We aren’t very kind to our pop-lingo, embracing and rejecting buzzwords as quickly as the fads that spawned them. Contrast, for example, the chummy, adorable “geek” with the cringe-worthy “dweeb”. Both words describe a highly intelligent but socially inept individual; both provide a satisfying phonological gut punch. Yet “dweeb” dredges up some 870,000 insult-laden results on Google, while “geek” gets over 140 million mostly positive ones. What accounts for such different treatment of words born in the same era? The wisdom of Urban Dictionary ascribes their forking paths to the fact that dweebs, by vague definition, lack the confidence and passion of nerds. The nerd or geek may pursue cryptic hobbies, but he remains well-loved due to the gusto with which he barrels forward. Perhaps a disregard for public opinion accounts for the popularity of one term over the other.
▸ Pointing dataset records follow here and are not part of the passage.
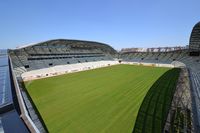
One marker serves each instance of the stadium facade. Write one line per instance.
(61, 56)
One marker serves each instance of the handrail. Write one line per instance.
(24, 113)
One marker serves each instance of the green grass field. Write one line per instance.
(101, 100)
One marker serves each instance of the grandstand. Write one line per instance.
(56, 57)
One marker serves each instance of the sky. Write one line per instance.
(119, 23)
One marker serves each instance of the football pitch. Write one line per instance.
(94, 101)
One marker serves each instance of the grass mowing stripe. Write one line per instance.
(100, 100)
(153, 103)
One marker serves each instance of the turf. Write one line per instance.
(101, 100)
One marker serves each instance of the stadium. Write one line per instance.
(80, 86)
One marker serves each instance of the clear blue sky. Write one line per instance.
(120, 23)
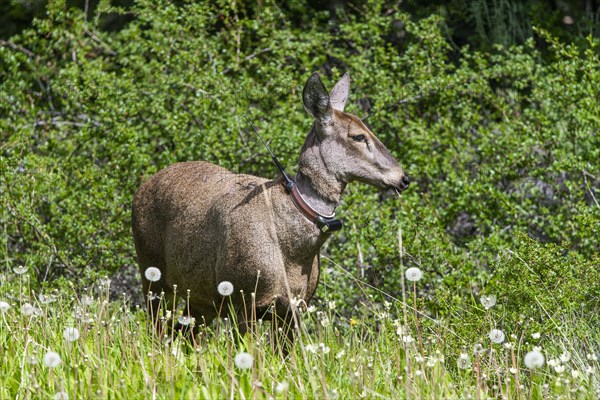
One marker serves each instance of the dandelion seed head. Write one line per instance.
(71, 334)
(413, 274)
(225, 288)
(463, 361)
(186, 320)
(30, 310)
(478, 349)
(46, 299)
(61, 396)
(496, 336)
(488, 301)
(534, 359)
(153, 274)
(52, 359)
(243, 360)
(20, 270)
(282, 387)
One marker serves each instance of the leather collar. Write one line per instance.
(325, 223)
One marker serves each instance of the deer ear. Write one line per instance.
(316, 99)
(340, 92)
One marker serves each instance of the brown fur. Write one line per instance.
(201, 224)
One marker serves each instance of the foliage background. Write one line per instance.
(501, 141)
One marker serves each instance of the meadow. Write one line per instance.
(481, 281)
(80, 343)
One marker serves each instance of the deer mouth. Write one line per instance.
(400, 186)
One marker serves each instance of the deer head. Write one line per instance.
(340, 147)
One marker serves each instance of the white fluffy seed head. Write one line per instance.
(71, 334)
(243, 360)
(497, 336)
(61, 396)
(225, 288)
(153, 274)
(463, 361)
(282, 387)
(534, 359)
(52, 359)
(186, 320)
(488, 301)
(413, 274)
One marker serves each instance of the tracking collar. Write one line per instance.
(325, 223)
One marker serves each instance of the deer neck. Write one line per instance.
(317, 185)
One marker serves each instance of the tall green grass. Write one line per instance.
(389, 350)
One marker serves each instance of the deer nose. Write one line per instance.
(405, 182)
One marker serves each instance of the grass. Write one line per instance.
(118, 355)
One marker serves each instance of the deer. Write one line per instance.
(201, 224)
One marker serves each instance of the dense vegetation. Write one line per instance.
(502, 146)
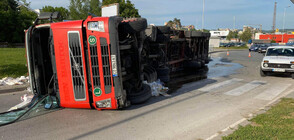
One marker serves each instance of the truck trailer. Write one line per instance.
(101, 62)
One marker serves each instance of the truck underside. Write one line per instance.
(108, 73)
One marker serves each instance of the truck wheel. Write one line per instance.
(162, 71)
(164, 79)
(147, 77)
(163, 30)
(263, 73)
(141, 96)
(134, 26)
(162, 38)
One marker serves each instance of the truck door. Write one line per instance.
(70, 64)
(99, 50)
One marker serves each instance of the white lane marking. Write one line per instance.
(245, 88)
(227, 128)
(220, 85)
(272, 91)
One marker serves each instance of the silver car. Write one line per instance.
(278, 59)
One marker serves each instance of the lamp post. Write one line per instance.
(203, 15)
(284, 23)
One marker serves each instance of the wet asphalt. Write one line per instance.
(195, 110)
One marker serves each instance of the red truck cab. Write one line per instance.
(78, 61)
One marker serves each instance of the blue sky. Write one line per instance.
(218, 13)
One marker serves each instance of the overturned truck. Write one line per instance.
(101, 62)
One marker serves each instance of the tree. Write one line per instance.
(64, 13)
(246, 35)
(176, 23)
(232, 34)
(79, 9)
(126, 8)
(14, 20)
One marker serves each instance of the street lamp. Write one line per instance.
(284, 23)
(203, 15)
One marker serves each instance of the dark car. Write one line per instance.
(229, 44)
(240, 44)
(254, 47)
(262, 48)
(222, 44)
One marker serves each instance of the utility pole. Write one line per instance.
(203, 15)
(284, 23)
(234, 22)
(274, 19)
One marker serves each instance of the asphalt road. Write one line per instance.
(198, 110)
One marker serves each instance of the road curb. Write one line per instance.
(226, 50)
(15, 88)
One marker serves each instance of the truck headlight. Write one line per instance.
(114, 65)
(104, 103)
(96, 26)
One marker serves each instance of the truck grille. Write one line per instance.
(95, 66)
(76, 62)
(106, 65)
(279, 65)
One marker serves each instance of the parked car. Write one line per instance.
(239, 44)
(278, 59)
(229, 44)
(222, 44)
(262, 48)
(254, 47)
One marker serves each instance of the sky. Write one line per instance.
(217, 13)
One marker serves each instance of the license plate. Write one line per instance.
(279, 70)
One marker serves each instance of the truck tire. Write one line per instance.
(164, 79)
(134, 26)
(161, 38)
(163, 30)
(162, 71)
(141, 96)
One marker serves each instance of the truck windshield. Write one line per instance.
(280, 52)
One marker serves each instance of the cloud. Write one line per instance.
(218, 13)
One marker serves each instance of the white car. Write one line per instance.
(278, 59)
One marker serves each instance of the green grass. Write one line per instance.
(12, 62)
(233, 47)
(276, 124)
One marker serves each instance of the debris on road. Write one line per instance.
(26, 99)
(36, 106)
(157, 88)
(14, 81)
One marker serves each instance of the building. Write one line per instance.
(279, 38)
(214, 42)
(221, 34)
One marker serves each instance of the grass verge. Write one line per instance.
(238, 48)
(277, 123)
(12, 62)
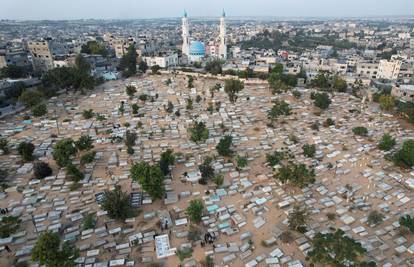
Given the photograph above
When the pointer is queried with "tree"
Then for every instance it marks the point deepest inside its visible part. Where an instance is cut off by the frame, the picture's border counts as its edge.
(117, 203)
(309, 150)
(85, 142)
(170, 107)
(214, 67)
(30, 98)
(224, 146)
(387, 142)
(408, 222)
(143, 66)
(322, 100)
(340, 84)
(49, 251)
(336, 249)
(63, 150)
(195, 210)
(25, 150)
(87, 157)
(12, 71)
(190, 81)
(360, 130)
(42, 170)
(135, 108)
(232, 87)
(150, 177)
(218, 179)
(297, 174)
(9, 225)
(39, 110)
(82, 64)
(130, 90)
(155, 69)
(280, 108)
(4, 145)
(128, 63)
(375, 217)
(206, 170)
(298, 219)
(167, 159)
(198, 132)
(405, 156)
(73, 173)
(87, 114)
(387, 102)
While “dweeb” has yet to reverse its fortune, the much-maligned “hipster” has ridden a rollercoaster of connotations. A decade after its resurgence, it seems to be referenced online in one of the following ways:
- In the pejorative: “I’m so tired of these hipster douchebags – skinny jeans don’t look good on anyone.”
- For the sake of apophasis: “None of that hipster trash for me, thank you very much.”
- As documented evidence of a quaint phenomenon: “What’s the deal with this influx of Asian hipster chicks in ripped biker shorts?”
- As penitence for past sins: “I’m a reformed hipster.”
- As an excuse to show off while allaying fears of pretension: “I wore flannel before Nirvana, I said, taking off my hipster glasses.”
While the term still enjoys a measure of esteem among its most loyal disciples, its status as a self-descriptor has waned. To look at what factors make or keep a word negative, we can circle back to the beatniks, originators of yet another of our buzzwords. As outlined by Anatole Broyard and Norman Mailer, the hipsters of the first half of the 20th century were hedonists because they were nihilists. In his 1957 essay “The White Negro”, Mailer presents hipsters as the white middle class that relates to the African-American experience; feeling disenfranchised, marginalized, existential, and jaded, they choose to live in the haughty self-indulgence of the present.
The term resurfaced in the erstwhile years of the 21st century, in the Williamsburg neighborhood of New York City. The image of the vintage-clad, Pabst-swigging, Parliament-smoking archetype took shape in The Hipster Handbook. Published in 2003, the detailed guide chiseled a shape for the dispersed movement of youth that railed against convention from the comfort of an upper-middle-class upbringing.
So what happened in the span of ten years to sink the vainglory of self-describing as a hipster? New York Magazine ran an essay in 2010 that posited hipsterdom’s decline as emblematic of a renewed desire to actually care about the surrounding world. Environmentally-conscious young people that dug their hands in the dirt and offered up positive solutions cast a sickly pallor on the vapid hipster that chose to see bleakness rather than a world of possibility. Now, the call for clean motives, sincere drive, and personal responsibility for the state of the planet has knocked disaffectedness from its pedestal. The pervasive image of hipsters as hangers-on – not the true originators of valuable ideas – may plunge the word to an early grave.